The molecular basis of circadian and seasonal rhythms in the blue mussel Mytilus edulis

Abstract

Exposure to regular environmental oscillations such as day/night have allowed organisms to evolve biological mechanisms to adaptively anticipate and prepare for rhythmic environmental change. A network of gene-protein interactions between clock genes and their proteins comprise the molecular clock mechanism at the heart of regulating biological rhythms. Though this is an endogenous and self-regulating system, elements of this network can be entrained by exogenous biotic and abiotic factors. This synchronisation process between environmental cycles and endogenous rhythms is facilitated by cues like light and temperature, which influence clock gene expression patterns.

Marine bivalves often inhabit intertidal habitats under the influence of numerous oscillating environmental conditions, though little is known about how they regulate their biological timekeeping. In this thesis, we investigate the molecular regulation of biological rhythms in the ecologically and commercially important blue mussel, M. edulis, over different timeframes. For the first time in this species, we isolate and characterise a number of clock genes (Clk, Cry1, ROR/HR3, Per and Rev-erb) and clock-associated genes (ARNT, Timeout-like and aaNAT). Rhythmic clock gene expression is demonstrated in the absence of light cues, indicative of endogenous clock control.
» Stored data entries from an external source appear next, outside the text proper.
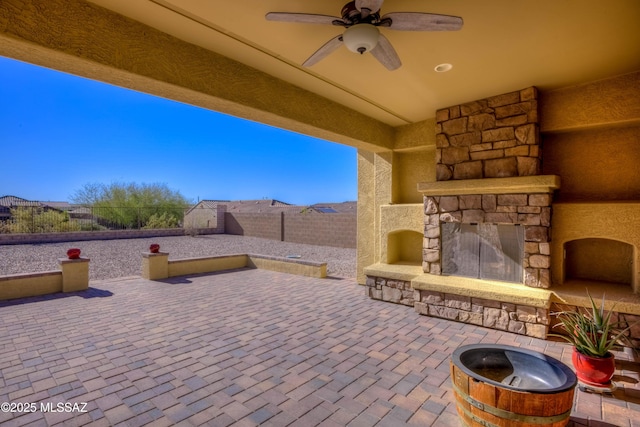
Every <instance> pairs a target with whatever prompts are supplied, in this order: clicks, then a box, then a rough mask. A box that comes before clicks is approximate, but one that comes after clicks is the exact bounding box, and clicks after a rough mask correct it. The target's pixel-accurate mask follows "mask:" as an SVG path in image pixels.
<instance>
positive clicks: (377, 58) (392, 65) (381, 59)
mask: <svg viewBox="0 0 640 427" xmlns="http://www.w3.org/2000/svg"><path fill="white" fill-rule="evenodd" d="M371 54H372V55H373V56H374V57H375V58H376V59H377V60H378V61H380V63H381V64H382V65H384V66H385V67H386V68H387V69H388V70H389V71H393V70H396V69H398V68H400V66H401V65H402V62H401V61H400V58H399V57H398V54H397V53H396V50H395V49H394V48H393V46H391V42H389V39H387V38H386V37H385V36H383V35H382V34H380V38H379V39H378V44H377V45H376V47H374V48H373V49H371Z"/></svg>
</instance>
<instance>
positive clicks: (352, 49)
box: [265, 0, 462, 70]
mask: <svg viewBox="0 0 640 427" xmlns="http://www.w3.org/2000/svg"><path fill="white" fill-rule="evenodd" d="M383 1H384V0H355V1H350V2H349V3H347V4H345V5H344V6H343V7H342V12H341V15H342V18H339V17H337V16H330V15H318V14H311V13H290V12H269V13H267V15H266V16H265V17H266V19H267V20H268V21H281V22H299V23H303V24H327V25H336V26H339V27H344V28H346V30H345V31H344V33H342V34H340V35H338V36H336V37H334V38H332V39H331V40H329V41H328V42H327V43H325V44H324V45H323V46H322V47H321V48H320V49H318V50H317V51H316V52H315V53H314V54H313V55H311V56H310V57H309V58H308V59H307V60H306V61H305V62H304V63H303V64H302V65H303V66H304V67H310V66H312V65H314V64H316V63H317V62H318V61H320V60H321V59H323V58H325V57H326V56H327V55H329V54H330V53H332V52H333V51H335V50H336V49H337V48H339V47H340V46H341V45H342V44H344V45H345V46H346V47H347V48H348V49H349V50H351V51H353V52H356V53H360V54H363V53H365V52H371V54H372V55H373V56H374V57H375V58H376V59H377V60H378V61H380V63H381V64H382V65H384V66H385V67H386V68H387V69H389V70H395V69H397V68H399V67H400V66H401V65H402V62H400V58H399V57H398V54H397V53H396V51H395V49H394V48H393V46H391V43H390V42H389V40H388V39H387V38H386V37H385V36H384V35H383V34H381V33H380V30H379V29H378V27H386V28H389V29H390V30H399V31H456V30H459V29H461V28H462V18H460V17H459V16H449V15H438V14H434V13H422V12H391V13H387V14H386V15H383V16H380V8H381V7H382V2H383Z"/></svg>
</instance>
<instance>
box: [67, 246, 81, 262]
mask: <svg viewBox="0 0 640 427" xmlns="http://www.w3.org/2000/svg"><path fill="white" fill-rule="evenodd" d="M67 257H68V258H69V259H78V258H80V249H78V248H71V249H69V250H68V251H67Z"/></svg>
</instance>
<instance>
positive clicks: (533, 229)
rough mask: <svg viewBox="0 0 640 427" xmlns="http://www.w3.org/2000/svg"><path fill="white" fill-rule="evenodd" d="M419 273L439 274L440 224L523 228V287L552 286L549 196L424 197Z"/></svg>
mask: <svg viewBox="0 0 640 427" xmlns="http://www.w3.org/2000/svg"><path fill="white" fill-rule="evenodd" d="M424 200H425V227H424V243H423V261H422V269H423V271H424V272H425V273H430V274H437V275H440V274H442V259H441V248H442V246H441V234H440V233H441V227H440V223H441V222H461V223H465V224H469V223H481V222H488V223H497V224H519V225H522V226H524V235H525V246H524V258H523V267H524V269H525V271H524V284H525V285H527V286H531V287H535V288H548V287H550V286H551V271H550V267H551V258H550V243H549V242H550V237H551V233H550V227H551V200H552V197H551V194H483V195H479V194H478V195H461V196H436V197H432V196H425V198H424Z"/></svg>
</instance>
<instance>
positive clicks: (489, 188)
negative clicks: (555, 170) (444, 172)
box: [418, 175, 560, 196]
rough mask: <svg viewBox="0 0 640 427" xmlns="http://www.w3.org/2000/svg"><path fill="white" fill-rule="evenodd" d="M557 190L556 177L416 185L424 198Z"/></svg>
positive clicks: (530, 193)
mask: <svg viewBox="0 0 640 427" xmlns="http://www.w3.org/2000/svg"><path fill="white" fill-rule="evenodd" d="M558 188H560V177H559V176H557V175H535V176H518V177H510V178H483V179H459V180H450V181H437V182H420V183H418V192H420V193H422V194H424V195H425V196H458V195H464V194H518V193H528V194H534V193H551V192H553V190H557V189H558Z"/></svg>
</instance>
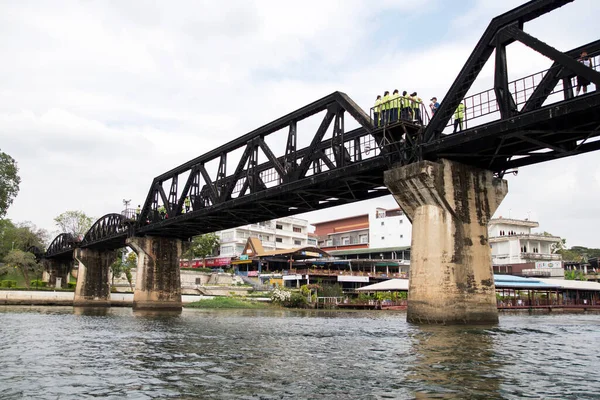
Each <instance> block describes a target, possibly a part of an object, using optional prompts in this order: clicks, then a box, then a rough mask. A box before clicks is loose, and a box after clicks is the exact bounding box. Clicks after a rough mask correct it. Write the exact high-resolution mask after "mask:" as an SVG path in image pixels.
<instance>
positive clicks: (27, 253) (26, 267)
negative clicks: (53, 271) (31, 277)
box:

Differential expression of Cry1 expression between males and females under the same conditions indicates sex-specific regulation and/or function. In addition, diurnal temperature cycles modulated the otherwise rhythmic expression of Rev-erb to constant levels demonstrating an interaction of temperature with clock function. Instances of seasonal clock mRNA expression differences were found, in addition to a number of other putative seasonal genes, indicating a possible mechanism by which seasonal cues can inform rhythmic biological processes.

Understanding the influence of environmental cues on the molecular clock is essential in predicting the outcomes of future environmental change on fundamental rhythmic processes, in particular the impacts of decoupled environmental cues on the already highly dynamic and stressful intertidal zone.